Have rents ever dropped by a large amount? If there really are a lot of investors buying condos for rent, and if employment continues to drop, we might see a very unusual drop in rents in the next 12 months.

Submitted by coxapple on November 20, 2008 - 2:06pm.

‘What I find intersting is that inventory is holding steady while sales have doubled. Sales at the beginning of the year were roughly 1500/month while inventory was about 18000. Now sales are 3000/month while inventory is about 16000.’

Do these inventory number include properties foreclosed but not on the market yet? If not and bearing in mind the long lag between foreclosure and mortgagor owned property being put on the market, it would not be surprising if there is a disconnect between sales and inventory since most sales would be form the the hidden inventory which has along tail. Any comment on this suggestions?.

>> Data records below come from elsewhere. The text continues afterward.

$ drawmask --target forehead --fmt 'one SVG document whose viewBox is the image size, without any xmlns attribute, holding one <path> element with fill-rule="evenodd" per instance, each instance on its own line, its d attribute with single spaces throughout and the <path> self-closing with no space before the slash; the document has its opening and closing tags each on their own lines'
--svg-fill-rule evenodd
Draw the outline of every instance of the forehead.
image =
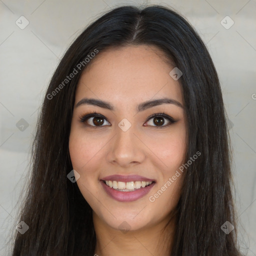
<svg viewBox="0 0 256 256">
<path fill-rule="evenodd" d="M 169 74 L 174 66 L 156 46 L 112 48 L 91 61 L 78 82 L 76 102 L 86 96 L 125 105 L 170 96 L 182 104 L 178 81 Z"/>
</svg>

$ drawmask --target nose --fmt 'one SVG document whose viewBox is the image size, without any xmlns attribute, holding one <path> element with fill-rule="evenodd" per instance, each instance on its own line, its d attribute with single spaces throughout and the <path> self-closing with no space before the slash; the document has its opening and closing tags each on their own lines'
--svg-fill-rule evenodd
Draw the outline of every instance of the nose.
<svg viewBox="0 0 256 256">
<path fill-rule="evenodd" d="M 116 127 L 116 135 L 108 144 L 108 162 L 125 168 L 142 163 L 144 160 L 146 147 L 134 126 L 132 125 L 126 131 L 118 126 Z"/>
</svg>

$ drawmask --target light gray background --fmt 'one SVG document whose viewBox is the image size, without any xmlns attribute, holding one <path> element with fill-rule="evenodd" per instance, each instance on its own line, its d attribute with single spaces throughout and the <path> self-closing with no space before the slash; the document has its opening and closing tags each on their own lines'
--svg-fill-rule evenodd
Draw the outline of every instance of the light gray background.
<svg viewBox="0 0 256 256">
<path fill-rule="evenodd" d="M 0 256 L 10 255 L 11 244 L 6 240 L 17 232 L 16 209 L 38 109 L 60 59 L 100 14 L 124 4 L 143 3 L 175 8 L 207 44 L 230 120 L 239 242 L 248 255 L 256 256 L 256 1 L 252 0 L 0 0 Z M 16 24 L 22 16 L 29 22 L 23 30 Z M 229 29 L 222 26 L 232 24 L 223 20 L 227 16 L 234 22 Z M 23 132 L 16 126 L 21 118 L 29 125 Z"/>
</svg>

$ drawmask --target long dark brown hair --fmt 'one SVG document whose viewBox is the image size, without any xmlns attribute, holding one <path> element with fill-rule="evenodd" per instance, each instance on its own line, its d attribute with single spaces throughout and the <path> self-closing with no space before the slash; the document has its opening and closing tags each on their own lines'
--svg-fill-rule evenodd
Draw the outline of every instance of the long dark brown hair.
<svg viewBox="0 0 256 256">
<path fill-rule="evenodd" d="M 88 66 L 84 60 L 96 50 L 100 54 L 110 47 L 143 44 L 158 47 L 182 71 L 186 162 L 195 152 L 202 154 L 184 176 L 170 254 L 242 255 L 229 137 L 216 70 L 204 44 L 186 20 L 170 8 L 152 6 L 119 7 L 102 16 L 82 32 L 58 65 L 38 119 L 31 176 L 16 222 L 24 221 L 29 229 L 23 234 L 15 230 L 12 256 L 94 255 L 92 210 L 77 184 L 67 178 L 72 170 L 68 138 L 76 86 Z M 64 82 L 74 69 L 78 74 Z M 220 228 L 226 221 L 234 227 L 228 234 Z"/>
</svg>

Submitted by DWCAP on November 20, 2008 - 6:12pm.

No, nearly half of all transactions today are related to foreclosure in the past 12 months. I am not positive, but I would guess that this means that most foreclosures are making it to market, but they are selling fast once priced correctly. The "foreclosure inventory" is made up of homes either:
A) not priced well, or
B) Waiting to be priced, or
c) A trash heap.

Sales will eventually slow as either one of two things happen,

1) we exaust the foreclosure inventory
2) we exaust the available buyer pool.

My money is on #1 above, because there is almost limitless demand at the right price. As I have said before I have no interest in living in Santee, but id buy a house there and make my own indoor bowling alley/guys club if it was cheap enough.
But please dont think that means prices will go right back up again either. There is no demand at higher prices, they have to fall now to drive sales. So prices will fall until a new equilibrum is met, and considering the supports of that equilibrum are falling (unemployment, stock market, new company formation, capital inflows, taxes (they reset in 2010)...) I believe that prices still have a ways to go down.
The number 2001 pricing gets thrown around alot here. I think it is very close. But except for the nicest areas (sdr land) or very special properties, I think itll be non-inflation adjusted. That is for SFR's and we are not there yet. I think condo's will hit 1999 prices. I already have seen a few 2001 condos in MM, I am sure those prices are elsewhere too.